Chief Executive of Car Cash Point, Paul Hilburn said: “During the past few years there has been a dramatic increase in the number of people facing financial difficulty. Regrettably, there has also been a growth in the number of small, opportunist and often unethical Logbook and Payday Loan companies. Such companies may offer a quick loan often using extortionate interest rates, high fees and unscrupulous tactics for dealing with late repayments. I therefore welcome the announcement by the Government and there decision to introduce a clear Code of Practice. This will provide the customer with the comfort in dealing with a reputable lender like Car Cash Point”.

There is a growing need for consumer credit in the UK which is not being delivered by the mainstream financial suppliers such as our banks and other financial institutions. Logbook loans are the ideal solution for customers with limited or no access to traditional funding to secure an instant loan from £500 to £50,000 credit against their car.

The new EU Consumer Credit Directive came into force in February 2011; the amendments to the Consumer Credit Act will strengthen both consumer rights and lenders’ duties towards their customers, as well as provide standardised information for consumers.

Under the new rules customers will be able to have:

  • Up to 14 days to cancel new loan agreements.
  • The option to make partial early repayments on loans – at the moment borrowers are only able to pay the full amount off early.

Lenders will now have greater responsibility towards consumers and must:

  • Give borrowers standardized pre-contractual information to help them compare different loans.
  • Ensure borrowers understand the detail of their particular loan.
  • Carry out a thorough check on borrowers’ creditworthiness before any loan is agreed.

Consumer Minister Edward Davey said;

“The implementation of the Consumer Credit Directive will help strengthen a culture of responsible lending. With new legal rights for consumers and greater responsibility for lenders, consumers will be better able to take charge of their money.

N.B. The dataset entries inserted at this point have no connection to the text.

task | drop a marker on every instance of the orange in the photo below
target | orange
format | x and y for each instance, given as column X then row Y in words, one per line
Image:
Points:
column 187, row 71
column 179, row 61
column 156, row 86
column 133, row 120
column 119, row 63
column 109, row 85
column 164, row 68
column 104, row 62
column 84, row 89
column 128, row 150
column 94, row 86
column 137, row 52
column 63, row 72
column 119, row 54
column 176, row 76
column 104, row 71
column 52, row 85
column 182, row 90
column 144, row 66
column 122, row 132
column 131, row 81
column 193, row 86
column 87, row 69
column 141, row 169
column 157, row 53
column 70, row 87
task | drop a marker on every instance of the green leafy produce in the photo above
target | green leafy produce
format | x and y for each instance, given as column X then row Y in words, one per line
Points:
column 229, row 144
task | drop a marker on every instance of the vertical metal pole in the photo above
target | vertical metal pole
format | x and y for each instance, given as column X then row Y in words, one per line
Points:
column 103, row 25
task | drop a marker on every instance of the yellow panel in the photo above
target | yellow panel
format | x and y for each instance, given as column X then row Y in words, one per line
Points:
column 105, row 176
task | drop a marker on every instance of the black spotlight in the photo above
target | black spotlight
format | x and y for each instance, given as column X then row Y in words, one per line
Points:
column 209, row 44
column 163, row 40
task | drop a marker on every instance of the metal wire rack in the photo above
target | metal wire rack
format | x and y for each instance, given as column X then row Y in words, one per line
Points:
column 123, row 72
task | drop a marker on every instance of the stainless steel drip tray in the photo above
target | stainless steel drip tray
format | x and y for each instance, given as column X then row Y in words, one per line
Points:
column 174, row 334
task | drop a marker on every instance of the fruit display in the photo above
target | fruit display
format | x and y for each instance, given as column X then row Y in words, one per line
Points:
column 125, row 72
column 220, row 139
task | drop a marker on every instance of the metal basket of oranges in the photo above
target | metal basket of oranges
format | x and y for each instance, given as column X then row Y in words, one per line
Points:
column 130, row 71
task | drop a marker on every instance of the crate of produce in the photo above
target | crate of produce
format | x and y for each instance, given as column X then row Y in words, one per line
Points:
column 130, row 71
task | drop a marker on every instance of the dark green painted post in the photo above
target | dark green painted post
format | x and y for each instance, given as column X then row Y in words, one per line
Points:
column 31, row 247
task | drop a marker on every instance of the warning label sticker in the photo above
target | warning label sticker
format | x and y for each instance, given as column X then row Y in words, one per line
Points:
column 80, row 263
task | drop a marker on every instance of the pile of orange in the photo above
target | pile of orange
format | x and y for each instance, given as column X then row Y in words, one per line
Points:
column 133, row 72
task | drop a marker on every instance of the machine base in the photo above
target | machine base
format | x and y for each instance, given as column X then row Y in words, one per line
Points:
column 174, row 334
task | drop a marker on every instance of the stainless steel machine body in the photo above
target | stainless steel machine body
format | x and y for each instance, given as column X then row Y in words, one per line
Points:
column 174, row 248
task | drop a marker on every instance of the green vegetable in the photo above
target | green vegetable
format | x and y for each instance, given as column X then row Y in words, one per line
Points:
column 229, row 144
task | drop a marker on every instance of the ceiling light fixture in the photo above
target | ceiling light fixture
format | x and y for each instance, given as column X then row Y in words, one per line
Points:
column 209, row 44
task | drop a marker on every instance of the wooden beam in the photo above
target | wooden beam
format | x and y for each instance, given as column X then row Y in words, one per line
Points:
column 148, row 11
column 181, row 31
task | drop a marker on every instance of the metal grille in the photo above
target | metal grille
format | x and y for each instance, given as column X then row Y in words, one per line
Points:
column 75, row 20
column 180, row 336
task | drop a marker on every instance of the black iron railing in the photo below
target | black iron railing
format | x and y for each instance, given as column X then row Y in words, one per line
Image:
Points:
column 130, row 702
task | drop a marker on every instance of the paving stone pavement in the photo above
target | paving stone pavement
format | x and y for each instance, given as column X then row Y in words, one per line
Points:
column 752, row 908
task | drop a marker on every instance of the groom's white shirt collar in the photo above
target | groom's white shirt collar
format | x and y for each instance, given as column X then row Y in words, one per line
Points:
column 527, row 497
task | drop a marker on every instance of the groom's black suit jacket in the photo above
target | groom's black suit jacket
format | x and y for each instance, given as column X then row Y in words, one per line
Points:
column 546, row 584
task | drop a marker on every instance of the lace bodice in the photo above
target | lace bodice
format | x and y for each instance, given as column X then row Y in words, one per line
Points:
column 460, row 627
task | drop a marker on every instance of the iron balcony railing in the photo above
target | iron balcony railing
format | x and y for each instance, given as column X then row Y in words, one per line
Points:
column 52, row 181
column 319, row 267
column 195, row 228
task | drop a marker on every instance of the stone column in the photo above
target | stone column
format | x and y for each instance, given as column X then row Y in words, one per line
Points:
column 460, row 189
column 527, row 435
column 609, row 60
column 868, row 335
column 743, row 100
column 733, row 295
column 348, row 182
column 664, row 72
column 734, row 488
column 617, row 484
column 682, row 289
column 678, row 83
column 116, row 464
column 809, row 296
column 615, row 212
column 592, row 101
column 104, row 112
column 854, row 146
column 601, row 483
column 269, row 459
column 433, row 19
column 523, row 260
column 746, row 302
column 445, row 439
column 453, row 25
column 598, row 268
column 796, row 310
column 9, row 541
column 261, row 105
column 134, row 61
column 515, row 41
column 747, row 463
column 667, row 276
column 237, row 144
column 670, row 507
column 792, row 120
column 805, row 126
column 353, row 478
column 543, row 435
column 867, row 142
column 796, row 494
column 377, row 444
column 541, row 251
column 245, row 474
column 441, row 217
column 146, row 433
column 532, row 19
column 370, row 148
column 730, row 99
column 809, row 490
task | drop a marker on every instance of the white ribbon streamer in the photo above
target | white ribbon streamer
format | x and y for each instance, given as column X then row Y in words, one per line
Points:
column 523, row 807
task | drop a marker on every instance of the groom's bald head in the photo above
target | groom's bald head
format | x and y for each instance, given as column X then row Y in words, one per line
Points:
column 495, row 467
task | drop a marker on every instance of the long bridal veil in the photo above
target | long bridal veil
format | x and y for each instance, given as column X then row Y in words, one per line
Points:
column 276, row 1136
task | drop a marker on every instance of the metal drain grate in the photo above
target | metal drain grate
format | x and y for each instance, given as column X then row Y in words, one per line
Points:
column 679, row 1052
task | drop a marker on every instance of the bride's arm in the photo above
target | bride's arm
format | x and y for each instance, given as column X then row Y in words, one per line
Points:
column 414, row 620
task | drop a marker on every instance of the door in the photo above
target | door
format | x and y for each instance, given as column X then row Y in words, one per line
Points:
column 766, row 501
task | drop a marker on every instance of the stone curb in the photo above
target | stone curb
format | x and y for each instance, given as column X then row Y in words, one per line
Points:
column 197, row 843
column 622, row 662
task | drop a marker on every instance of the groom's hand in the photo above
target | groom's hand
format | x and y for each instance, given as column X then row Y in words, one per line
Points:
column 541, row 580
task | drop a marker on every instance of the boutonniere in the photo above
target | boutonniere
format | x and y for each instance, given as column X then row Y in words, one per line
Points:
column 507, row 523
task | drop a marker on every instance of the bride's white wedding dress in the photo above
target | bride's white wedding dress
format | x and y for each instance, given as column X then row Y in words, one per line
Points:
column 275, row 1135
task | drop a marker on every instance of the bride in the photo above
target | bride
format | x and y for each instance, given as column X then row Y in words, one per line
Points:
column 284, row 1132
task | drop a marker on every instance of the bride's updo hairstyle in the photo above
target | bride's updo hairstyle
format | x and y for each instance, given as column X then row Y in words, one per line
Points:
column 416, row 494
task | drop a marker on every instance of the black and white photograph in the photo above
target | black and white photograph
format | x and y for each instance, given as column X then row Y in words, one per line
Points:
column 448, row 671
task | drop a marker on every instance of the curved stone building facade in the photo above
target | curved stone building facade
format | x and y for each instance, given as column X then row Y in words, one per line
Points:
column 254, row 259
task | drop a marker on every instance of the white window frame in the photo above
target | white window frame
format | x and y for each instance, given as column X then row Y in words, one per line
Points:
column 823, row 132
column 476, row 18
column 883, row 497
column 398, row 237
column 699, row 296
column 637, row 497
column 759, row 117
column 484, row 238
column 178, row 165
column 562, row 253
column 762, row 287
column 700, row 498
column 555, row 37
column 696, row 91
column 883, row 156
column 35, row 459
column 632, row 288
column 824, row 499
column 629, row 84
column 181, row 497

“But this is just one part of the story. Looking ahead, we want to consider other ways to empower consumers, creating the right environment to strengthen their choices and giving business the room to innovate in response.

“Consumers should be able to help themselves, provided they have the right help and information to do so. We want to do more to promote these options as well as continue to regulate as a last resort where necessary to provide a safety net for the most vulnerable.”